I have discussed the right of accompaniment on this blog before in the context of the worker’s right under section 10 of the Employment Relations Act 1999. One component of that right is an explicit right that if a worker’s chosen companion at a formal grievance of disciplinary meeting is unavailable then the worker can put forward another time and date within five working days of the meeting and the employer is normally required to accommodate that alternative time.
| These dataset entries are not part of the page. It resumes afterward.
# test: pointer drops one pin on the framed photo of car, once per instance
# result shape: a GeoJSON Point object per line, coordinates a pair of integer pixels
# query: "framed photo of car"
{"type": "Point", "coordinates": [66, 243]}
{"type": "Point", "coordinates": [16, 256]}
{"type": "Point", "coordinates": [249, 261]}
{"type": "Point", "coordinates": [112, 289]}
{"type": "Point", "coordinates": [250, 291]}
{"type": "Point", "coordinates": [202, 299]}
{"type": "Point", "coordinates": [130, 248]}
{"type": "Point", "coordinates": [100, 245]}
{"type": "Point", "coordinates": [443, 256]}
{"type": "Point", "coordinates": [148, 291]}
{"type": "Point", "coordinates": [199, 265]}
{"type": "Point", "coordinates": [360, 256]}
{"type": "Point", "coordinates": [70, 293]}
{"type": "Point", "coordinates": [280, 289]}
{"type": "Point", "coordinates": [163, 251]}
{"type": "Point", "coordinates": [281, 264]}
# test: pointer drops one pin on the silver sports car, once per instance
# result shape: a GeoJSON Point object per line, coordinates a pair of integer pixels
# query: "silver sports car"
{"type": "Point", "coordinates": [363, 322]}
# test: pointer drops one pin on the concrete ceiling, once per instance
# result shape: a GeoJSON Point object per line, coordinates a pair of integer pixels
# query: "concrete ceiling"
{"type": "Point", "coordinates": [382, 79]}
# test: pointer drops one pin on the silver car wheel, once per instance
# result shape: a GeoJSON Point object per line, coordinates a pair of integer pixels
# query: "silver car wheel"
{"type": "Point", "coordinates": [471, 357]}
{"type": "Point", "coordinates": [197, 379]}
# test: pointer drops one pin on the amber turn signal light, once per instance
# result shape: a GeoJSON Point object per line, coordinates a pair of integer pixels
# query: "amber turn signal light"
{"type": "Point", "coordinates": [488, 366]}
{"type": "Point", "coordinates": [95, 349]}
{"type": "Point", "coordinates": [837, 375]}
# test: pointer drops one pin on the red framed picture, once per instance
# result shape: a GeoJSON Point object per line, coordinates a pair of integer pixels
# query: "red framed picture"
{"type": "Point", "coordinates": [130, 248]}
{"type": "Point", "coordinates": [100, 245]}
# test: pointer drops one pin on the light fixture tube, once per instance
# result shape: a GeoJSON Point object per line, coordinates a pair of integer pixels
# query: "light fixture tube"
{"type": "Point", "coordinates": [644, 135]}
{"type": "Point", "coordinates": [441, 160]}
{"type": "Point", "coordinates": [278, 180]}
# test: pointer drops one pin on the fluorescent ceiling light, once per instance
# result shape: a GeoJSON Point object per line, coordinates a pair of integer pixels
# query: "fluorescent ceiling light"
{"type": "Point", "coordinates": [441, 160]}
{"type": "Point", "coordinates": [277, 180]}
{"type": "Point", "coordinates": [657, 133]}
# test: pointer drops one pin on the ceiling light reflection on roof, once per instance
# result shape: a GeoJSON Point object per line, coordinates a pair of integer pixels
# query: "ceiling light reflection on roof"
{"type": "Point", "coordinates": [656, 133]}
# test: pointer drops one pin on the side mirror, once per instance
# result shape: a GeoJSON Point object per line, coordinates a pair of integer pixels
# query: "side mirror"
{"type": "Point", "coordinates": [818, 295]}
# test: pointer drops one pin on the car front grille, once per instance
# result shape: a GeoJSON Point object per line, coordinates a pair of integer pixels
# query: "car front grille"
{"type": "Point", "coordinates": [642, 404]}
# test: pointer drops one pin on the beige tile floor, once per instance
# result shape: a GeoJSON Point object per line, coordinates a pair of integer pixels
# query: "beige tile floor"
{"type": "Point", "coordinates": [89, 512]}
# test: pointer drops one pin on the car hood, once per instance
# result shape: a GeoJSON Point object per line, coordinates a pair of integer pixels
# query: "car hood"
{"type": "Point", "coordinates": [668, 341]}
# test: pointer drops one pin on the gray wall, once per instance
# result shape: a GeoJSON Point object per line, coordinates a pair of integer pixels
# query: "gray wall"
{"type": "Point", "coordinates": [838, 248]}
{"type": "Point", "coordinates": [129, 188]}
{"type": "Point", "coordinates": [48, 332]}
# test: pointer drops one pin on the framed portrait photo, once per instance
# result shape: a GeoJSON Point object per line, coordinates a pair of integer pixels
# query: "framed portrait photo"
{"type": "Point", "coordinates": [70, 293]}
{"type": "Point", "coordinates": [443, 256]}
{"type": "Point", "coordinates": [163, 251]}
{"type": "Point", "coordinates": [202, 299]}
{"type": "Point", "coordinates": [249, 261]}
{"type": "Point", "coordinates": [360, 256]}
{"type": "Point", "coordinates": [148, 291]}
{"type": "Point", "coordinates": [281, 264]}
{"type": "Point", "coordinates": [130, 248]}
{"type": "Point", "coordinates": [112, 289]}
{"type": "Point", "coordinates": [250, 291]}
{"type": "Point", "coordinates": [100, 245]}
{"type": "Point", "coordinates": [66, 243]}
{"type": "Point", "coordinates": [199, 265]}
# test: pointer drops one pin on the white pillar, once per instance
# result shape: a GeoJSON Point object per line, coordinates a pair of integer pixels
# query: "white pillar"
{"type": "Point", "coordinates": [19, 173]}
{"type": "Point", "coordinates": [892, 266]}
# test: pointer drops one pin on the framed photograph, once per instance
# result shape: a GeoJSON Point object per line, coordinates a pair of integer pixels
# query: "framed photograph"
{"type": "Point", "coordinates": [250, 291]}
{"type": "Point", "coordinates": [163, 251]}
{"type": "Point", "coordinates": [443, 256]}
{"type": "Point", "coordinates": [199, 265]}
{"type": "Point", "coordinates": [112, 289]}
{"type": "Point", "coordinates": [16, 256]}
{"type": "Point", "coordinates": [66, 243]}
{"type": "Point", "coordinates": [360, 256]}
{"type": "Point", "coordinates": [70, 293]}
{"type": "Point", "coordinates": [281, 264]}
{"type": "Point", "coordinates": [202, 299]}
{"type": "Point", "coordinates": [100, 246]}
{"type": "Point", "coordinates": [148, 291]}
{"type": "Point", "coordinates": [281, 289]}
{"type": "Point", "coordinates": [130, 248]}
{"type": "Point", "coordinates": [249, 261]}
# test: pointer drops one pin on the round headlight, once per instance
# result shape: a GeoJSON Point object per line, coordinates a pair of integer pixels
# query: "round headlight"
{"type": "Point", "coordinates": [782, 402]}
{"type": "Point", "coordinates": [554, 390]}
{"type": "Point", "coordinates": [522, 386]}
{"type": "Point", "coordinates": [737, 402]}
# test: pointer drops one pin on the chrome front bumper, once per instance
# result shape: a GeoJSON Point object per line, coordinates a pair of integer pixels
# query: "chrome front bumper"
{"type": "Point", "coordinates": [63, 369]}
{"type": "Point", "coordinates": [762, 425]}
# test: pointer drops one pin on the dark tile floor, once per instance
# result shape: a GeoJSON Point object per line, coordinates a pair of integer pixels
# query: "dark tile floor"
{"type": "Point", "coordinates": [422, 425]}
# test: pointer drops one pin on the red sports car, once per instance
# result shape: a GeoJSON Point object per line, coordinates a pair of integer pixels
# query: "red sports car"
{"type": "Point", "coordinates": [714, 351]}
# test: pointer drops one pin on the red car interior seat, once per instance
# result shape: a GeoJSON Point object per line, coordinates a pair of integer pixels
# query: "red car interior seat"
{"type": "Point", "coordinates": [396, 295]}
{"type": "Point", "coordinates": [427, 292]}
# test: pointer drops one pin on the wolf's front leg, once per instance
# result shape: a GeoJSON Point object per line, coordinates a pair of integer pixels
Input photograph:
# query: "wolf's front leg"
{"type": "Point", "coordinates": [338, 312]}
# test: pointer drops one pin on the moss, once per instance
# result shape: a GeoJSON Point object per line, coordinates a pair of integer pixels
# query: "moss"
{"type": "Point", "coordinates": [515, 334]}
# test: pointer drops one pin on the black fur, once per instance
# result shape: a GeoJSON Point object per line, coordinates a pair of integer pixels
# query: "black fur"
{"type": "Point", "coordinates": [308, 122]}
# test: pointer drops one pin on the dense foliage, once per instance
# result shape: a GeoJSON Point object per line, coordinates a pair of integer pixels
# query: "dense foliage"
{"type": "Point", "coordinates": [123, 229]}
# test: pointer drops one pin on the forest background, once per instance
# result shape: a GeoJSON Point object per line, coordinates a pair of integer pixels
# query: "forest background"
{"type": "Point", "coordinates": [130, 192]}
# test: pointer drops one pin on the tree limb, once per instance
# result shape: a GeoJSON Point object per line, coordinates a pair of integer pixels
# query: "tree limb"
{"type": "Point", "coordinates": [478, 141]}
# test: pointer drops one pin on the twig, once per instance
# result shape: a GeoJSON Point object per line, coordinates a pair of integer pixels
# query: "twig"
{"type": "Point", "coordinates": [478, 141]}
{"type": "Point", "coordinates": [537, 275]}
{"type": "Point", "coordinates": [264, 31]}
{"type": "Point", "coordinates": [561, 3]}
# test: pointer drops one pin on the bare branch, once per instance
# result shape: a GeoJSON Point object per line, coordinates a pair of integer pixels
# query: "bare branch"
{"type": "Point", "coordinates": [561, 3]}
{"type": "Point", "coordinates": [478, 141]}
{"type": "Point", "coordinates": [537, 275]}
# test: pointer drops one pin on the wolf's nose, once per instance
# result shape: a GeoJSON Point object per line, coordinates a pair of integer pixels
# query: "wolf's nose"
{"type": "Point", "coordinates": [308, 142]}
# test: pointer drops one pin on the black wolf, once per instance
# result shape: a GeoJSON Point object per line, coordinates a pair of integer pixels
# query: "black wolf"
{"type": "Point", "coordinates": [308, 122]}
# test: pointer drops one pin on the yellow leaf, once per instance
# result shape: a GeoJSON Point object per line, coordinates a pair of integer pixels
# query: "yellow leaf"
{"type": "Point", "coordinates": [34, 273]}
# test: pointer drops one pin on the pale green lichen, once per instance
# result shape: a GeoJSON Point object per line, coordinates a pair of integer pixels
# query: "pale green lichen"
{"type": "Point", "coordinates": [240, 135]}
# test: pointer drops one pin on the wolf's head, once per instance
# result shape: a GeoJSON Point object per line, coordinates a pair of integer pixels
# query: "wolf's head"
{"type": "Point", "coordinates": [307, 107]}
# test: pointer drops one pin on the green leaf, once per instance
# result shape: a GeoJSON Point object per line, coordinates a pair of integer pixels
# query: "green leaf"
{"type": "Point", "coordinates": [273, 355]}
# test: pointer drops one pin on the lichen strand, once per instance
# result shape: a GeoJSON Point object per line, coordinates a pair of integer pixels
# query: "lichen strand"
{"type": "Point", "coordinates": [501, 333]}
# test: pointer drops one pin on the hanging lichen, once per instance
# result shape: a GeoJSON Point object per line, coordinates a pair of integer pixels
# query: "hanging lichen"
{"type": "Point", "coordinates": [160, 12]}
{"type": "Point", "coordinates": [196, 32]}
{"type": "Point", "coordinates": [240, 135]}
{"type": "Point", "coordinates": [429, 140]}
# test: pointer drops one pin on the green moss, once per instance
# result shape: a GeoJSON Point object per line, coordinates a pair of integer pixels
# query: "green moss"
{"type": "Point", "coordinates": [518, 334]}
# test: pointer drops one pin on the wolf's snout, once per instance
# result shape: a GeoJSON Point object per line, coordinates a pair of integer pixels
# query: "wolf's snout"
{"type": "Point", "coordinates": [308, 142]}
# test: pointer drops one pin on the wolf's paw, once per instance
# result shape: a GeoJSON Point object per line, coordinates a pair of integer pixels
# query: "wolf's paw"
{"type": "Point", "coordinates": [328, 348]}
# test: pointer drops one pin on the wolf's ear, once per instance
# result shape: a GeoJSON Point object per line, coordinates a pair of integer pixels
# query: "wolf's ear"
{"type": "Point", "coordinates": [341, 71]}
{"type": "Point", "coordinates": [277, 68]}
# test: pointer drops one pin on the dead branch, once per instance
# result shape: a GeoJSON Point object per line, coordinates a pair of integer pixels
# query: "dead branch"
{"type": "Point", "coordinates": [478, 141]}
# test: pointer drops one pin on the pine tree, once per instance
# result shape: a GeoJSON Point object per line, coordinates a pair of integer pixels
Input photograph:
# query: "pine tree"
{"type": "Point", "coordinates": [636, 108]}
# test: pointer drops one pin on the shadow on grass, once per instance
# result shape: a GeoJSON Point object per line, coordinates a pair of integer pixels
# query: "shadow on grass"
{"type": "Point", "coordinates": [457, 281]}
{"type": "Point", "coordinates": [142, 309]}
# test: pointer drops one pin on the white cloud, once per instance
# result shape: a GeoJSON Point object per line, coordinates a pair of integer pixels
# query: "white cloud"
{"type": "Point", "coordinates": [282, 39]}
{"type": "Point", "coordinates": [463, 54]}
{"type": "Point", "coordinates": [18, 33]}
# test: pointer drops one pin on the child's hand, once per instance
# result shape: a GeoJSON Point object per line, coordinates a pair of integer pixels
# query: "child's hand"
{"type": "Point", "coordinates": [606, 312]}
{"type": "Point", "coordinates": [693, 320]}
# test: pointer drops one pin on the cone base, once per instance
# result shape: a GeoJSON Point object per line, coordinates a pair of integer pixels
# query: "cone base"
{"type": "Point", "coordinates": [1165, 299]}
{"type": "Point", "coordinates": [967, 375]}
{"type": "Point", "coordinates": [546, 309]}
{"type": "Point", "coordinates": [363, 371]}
If they do not then a worker could pursue a tribunal claim for that specific breach but also potentially that that failure also made the dismissal unfair.

In the context of this relatively common situation the decision of the Employment Appeal Tribunal in Talon Engineering Ltd v Smith [2018] IRLR 1104 EAT  offers a helpful clarification.

The relevant facts of the case were that the worker (Smith) was accused of misconduct and was invited to attend a disciplinary meeting. Mrs Smith wanted to be accompanied by her Unite representative and informed her employer of this. However, the union representative was unavailable for two weeks and suggested a three dates date for a meeting. This was not therefore a request for an adjournment under section 10 of the Employment Relations Act 1999 as the proposed date was more than five working days in the future.

The employer refused to defer the meeting until the rep was available and, because of that refusal, Mrs Smith refused to participate in the dismissal hearing. Mrs Smith was consequently summarily dismissed.

The EAT upheld the employment tribunal’s decision that the even though there had been no breach of Mrs Smith’s rights under section 10 of the Employment Rights Act 1999 it did not follow that the decision to refuse the adjournment request was fair for the purposes of the different unfair dismissal test in section 98(4) of the Employment Rights Act 1996. In the particular circumstances the refusal of the adjournment made the dismissal unfair.

Of course, this does not mean the employer must always agree to an adjournment if a rep is unavailable but it does show that the knee-jerk reaction of employers such as that displayed in Talon  to refuse any adjournment that does not meet the section 10 minimum requirements can run an employer into difficulties. Talon is a useful case for a rep to be aware of to equip them to  question such knee-jerk reactions.